Zum Auftakt erklang das Allegro aus der Kammersinfonie Nr. 1 op 145 von Mieczyslaw Weinberg (1919 bis 1986), einem jüdisch-polnischen Komponisten. „Wer ihn hört, ist begeistert von den großartigen Melodien, von der Vielfalt an Klängen und musikalischen Ideen“, ist in der Konzertliteratur nachzulesen. Diese Meinung teilt Simon Wallinger. Er hat sich auf Entdeckungsreisen begeben und ist fündig geworden. Seither ist es ihm ein wichtiges Anliegen, Werke dieses Komponisten bekannt zu machen.

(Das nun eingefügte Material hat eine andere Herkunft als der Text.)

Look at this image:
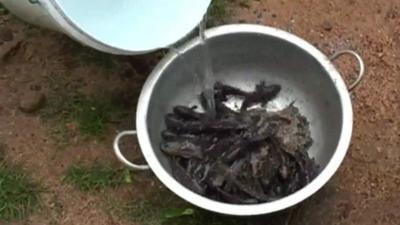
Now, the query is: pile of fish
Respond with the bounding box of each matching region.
[161,82,318,204]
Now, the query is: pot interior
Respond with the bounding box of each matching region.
[144,28,343,189]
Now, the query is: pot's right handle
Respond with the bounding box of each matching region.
[329,50,365,92]
[114,130,150,170]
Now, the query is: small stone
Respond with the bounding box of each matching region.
[29,83,42,91]
[0,28,14,42]
[19,91,46,113]
[322,20,333,31]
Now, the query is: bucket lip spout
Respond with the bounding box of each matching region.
[136,24,353,216]
[41,0,211,55]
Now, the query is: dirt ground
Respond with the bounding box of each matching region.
[0,0,400,225]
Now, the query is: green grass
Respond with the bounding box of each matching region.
[108,190,246,225]
[63,164,133,192]
[0,162,42,222]
[0,3,8,15]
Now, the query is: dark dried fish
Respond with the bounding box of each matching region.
[161,82,318,204]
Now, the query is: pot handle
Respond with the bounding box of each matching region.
[114,130,150,170]
[329,50,365,92]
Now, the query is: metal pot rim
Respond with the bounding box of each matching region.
[136,24,353,216]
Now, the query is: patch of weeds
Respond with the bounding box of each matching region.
[109,190,246,225]
[207,0,229,27]
[0,163,42,221]
[71,96,116,137]
[63,164,133,192]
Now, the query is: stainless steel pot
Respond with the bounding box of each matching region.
[114,25,364,216]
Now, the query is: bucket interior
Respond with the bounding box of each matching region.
[53,0,211,52]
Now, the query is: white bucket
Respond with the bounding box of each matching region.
[0,0,211,55]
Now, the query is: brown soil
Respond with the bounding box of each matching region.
[0,0,400,225]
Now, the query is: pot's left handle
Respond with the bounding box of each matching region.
[114,130,150,170]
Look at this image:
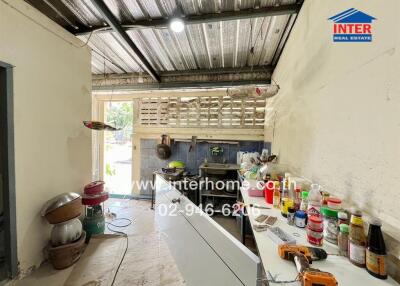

Schon beim Adventskonzert 2022 im Uhlandbau hatte er einen Weinberg-Zyklus angekündigt und mit einer abwechslungsreichen und pointierten Interpretation des „Moderato“ aus der Kammersinfonie Nr. 2, op. 147 eine erste Kostprobe geliefert. Zur Eröffnung der Sommer-Serenade erklang das Allegro aus der Kammersinfonie Nr. 1 op. 145 von Weinberg. Zunächst fast behutsam und weich angestimmt, wusste der Komponist doch schnell aufregende Akzente zu setzen, die bereits ein umfangreiches Können der Musikerinnen und Musiker forderten. Mit der Folge von lieblich melodiösen Passagen hin zu mächtigen Tongemälden in höchsten Lagen und furiosem Aufspiel, dann wieder Hinabgleiten in tiefe düstere Klang-Ebenen war mehr Kontrast kaum möglich. Am Ende schien ein leises Fragezeichen zu stehen: Prägen die Kriegserlebnisse, die Ermordung der Familie, sein eigener Überlebenskampf die Kompositionen?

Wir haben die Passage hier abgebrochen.